Ya que algo que nos dejaron claro fue que es tan culpable el que acosa o abusa como el que lo presencia y no hace nada al respecto, que se convierte en cómplice. Los alumnos de mi tutoría, con los que cada año he tratado el tema del respeto y el comportamiento social del individuo, me decían que a ese niño que denuncia una situación de acoso de la que es testigo se le denomina “soplón”. Y nada más lejos de la realidad; permanecer impasible cuando alguien es maltratado verbal o físicamente o cuando se le hace el vacío significa cobardía y complicidad. Y yo les ponía ejemplos: ¿y si ese chico maltratado fuese tu hermano o tu hermana, te gustaría que alguien te avisase para defenderlo o que le defendiesen si tú no estás? Invariablemente me decían que sí. ¿Entonces?
Por dos veces en poco tiempo me ha llegado la frase “Quien salva un alma, salva al mundo entero”. Es una oración del Talmud que además se ha utilizado recientemente como eslogan de una película. Quitando todo matiz religioso viene a aclarar lo que les estoy contando. Mirar hacia otro lado, “ponerse de perfil”, no es digno, no ayuda, no aporta al mundo. Cuando nos humillan, al menos a mí me ocurre, lo que más me duele quizás es que los de alrededor no me echen un cable.

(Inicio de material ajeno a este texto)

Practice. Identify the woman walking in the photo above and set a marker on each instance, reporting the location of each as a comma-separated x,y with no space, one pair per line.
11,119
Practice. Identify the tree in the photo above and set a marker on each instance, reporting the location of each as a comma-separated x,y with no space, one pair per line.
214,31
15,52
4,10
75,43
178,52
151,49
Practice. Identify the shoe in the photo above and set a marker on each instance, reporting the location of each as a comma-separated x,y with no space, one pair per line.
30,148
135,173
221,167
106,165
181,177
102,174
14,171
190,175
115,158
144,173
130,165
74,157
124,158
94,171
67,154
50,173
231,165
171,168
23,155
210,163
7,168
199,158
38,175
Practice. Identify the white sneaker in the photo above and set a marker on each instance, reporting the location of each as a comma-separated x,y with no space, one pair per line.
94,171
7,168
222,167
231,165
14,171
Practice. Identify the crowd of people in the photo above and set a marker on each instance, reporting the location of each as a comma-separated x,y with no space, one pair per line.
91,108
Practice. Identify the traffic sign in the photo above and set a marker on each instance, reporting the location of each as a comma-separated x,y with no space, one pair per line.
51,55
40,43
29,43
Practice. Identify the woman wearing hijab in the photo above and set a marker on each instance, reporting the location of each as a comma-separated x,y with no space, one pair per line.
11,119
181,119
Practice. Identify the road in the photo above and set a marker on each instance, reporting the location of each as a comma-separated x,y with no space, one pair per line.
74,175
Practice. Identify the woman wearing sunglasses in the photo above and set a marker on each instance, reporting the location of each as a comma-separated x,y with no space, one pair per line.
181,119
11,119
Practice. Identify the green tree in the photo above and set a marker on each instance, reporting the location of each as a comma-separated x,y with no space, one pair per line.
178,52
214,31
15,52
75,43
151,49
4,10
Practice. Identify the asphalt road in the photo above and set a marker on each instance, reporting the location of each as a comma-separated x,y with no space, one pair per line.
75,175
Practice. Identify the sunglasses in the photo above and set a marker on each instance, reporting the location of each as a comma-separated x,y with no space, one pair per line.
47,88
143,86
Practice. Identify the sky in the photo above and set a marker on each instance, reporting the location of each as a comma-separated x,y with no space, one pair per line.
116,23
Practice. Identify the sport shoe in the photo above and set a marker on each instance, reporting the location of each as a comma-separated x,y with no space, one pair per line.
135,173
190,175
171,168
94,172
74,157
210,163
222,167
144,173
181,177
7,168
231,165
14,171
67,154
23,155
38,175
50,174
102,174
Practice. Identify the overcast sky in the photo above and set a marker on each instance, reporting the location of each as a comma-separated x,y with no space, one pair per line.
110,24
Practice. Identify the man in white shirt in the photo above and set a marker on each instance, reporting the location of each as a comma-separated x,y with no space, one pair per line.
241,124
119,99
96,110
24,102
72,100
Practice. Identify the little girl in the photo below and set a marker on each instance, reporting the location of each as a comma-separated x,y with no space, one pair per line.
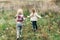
19,22
33,17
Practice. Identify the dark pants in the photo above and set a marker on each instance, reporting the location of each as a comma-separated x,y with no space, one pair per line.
34,24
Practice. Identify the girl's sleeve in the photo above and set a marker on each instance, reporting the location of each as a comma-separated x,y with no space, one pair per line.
38,15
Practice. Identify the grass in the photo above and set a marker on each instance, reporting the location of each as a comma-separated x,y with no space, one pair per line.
48,28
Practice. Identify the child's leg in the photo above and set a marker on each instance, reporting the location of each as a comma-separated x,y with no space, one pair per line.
20,30
17,28
34,26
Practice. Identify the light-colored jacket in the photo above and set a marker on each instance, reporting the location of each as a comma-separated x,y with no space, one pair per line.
34,17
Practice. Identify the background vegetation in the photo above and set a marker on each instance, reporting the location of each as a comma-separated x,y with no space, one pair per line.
48,25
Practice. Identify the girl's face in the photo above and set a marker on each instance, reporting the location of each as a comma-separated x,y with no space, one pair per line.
33,11
20,13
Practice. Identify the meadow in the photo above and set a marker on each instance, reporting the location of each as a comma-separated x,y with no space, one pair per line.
48,26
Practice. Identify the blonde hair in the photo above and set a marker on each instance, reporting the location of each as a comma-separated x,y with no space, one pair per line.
20,11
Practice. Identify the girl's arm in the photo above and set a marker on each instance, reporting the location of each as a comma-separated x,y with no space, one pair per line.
38,15
30,15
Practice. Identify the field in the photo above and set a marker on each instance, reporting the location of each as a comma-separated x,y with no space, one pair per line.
48,26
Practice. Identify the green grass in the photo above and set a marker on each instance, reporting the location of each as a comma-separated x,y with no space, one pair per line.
48,28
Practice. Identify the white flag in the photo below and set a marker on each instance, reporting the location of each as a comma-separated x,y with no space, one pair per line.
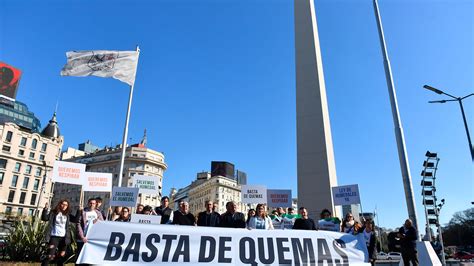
121,65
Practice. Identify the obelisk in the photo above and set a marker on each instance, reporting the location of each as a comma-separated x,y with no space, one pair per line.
315,156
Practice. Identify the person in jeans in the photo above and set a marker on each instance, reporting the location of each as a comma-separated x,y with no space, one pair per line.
58,234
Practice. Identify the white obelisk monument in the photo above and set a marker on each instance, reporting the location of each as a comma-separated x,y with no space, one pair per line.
315,156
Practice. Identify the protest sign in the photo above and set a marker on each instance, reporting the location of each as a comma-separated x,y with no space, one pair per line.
69,173
137,244
346,195
124,196
99,182
279,198
145,219
254,194
146,184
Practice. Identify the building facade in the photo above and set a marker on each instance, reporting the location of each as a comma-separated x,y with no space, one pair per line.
26,161
139,160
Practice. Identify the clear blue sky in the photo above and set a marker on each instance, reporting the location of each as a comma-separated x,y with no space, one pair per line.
216,81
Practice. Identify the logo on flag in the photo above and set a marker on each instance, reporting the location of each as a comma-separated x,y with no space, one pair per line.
121,65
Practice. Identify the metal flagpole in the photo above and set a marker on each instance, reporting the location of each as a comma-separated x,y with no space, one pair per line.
125,131
402,153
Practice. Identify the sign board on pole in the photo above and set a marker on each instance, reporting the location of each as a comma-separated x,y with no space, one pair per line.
100,182
279,198
124,196
346,195
145,219
146,184
69,173
254,194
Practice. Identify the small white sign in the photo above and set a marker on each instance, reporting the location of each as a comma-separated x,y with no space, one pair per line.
145,219
346,195
124,196
146,184
69,173
100,182
279,198
254,194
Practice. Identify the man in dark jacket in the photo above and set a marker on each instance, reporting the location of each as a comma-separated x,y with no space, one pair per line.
165,211
208,217
408,236
231,218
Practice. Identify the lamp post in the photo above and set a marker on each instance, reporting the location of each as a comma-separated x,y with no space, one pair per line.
458,99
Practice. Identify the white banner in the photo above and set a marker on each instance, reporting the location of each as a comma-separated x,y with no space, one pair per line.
279,198
346,195
254,194
146,184
124,196
69,173
137,244
145,219
100,182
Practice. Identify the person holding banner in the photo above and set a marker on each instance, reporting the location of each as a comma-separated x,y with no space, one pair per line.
208,217
232,218
86,220
261,220
58,235
183,216
124,215
304,223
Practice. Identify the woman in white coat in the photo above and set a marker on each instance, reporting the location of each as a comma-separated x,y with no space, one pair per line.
261,220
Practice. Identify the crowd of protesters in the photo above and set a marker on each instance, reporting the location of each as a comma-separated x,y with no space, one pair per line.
59,237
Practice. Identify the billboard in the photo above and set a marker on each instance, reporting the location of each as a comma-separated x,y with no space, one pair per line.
9,80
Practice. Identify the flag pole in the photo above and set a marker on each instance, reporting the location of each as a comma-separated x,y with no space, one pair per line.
125,131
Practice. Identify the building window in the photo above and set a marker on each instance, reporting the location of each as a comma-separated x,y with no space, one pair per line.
3,163
28,169
9,136
11,195
22,197
26,180
34,143
33,199
23,142
14,180
36,184
17,167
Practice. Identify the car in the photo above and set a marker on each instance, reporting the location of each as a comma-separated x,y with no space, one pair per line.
394,256
463,255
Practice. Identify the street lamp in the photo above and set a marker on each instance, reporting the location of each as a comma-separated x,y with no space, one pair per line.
458,99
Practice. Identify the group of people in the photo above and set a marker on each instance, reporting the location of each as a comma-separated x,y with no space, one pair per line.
59,237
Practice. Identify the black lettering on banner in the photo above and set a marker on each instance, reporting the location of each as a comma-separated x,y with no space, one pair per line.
169,239
182,249
282,250
151,247
324,254
339,245
133,248
251,244
223,248
212,249
261,251
305,251
112,246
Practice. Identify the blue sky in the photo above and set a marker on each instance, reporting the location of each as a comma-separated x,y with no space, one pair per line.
216,81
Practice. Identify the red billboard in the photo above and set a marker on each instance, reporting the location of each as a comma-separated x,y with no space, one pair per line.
9,79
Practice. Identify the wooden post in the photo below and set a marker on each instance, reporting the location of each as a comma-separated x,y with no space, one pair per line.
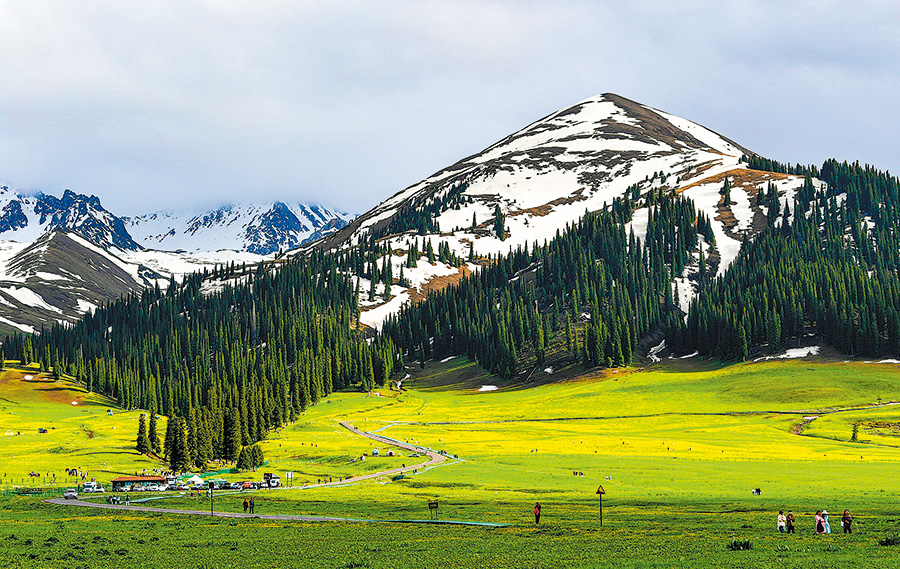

Sabemos que el que humilla se retrata, pero los que callan y consienten también. Y esto sucede en la escuela, en los hogares, en los grupos, en cualquier contexto social. Hay personas que se creen mejores y más dignas que los demás, incluso en la carretera. Haciendo alusión al artículo del mes pasado, esa necesidad de sobresalir pisando a otros viene de un perfil psicológico del individuo, cuanto menos, preocupante: inmadurez, inseguridad, culpa, escasa autoestima… Y ciertamente de una pésima, por no decir mala o nula, educación social.
Como no me gusta terminar en negativo, siempre por fortuna existen personas muy equilibradas y positivas que se toman a sí mismas con humor y quitan hierro a cualquier situación, incluidas humillaciones. En una ocasión a un humorista lo levantaron de la mesa, en una comida, para sentar a un político. En vez de enfadarse, sonrió y dijo al camarero bien alto: “¡mejor, aquí había corriente!”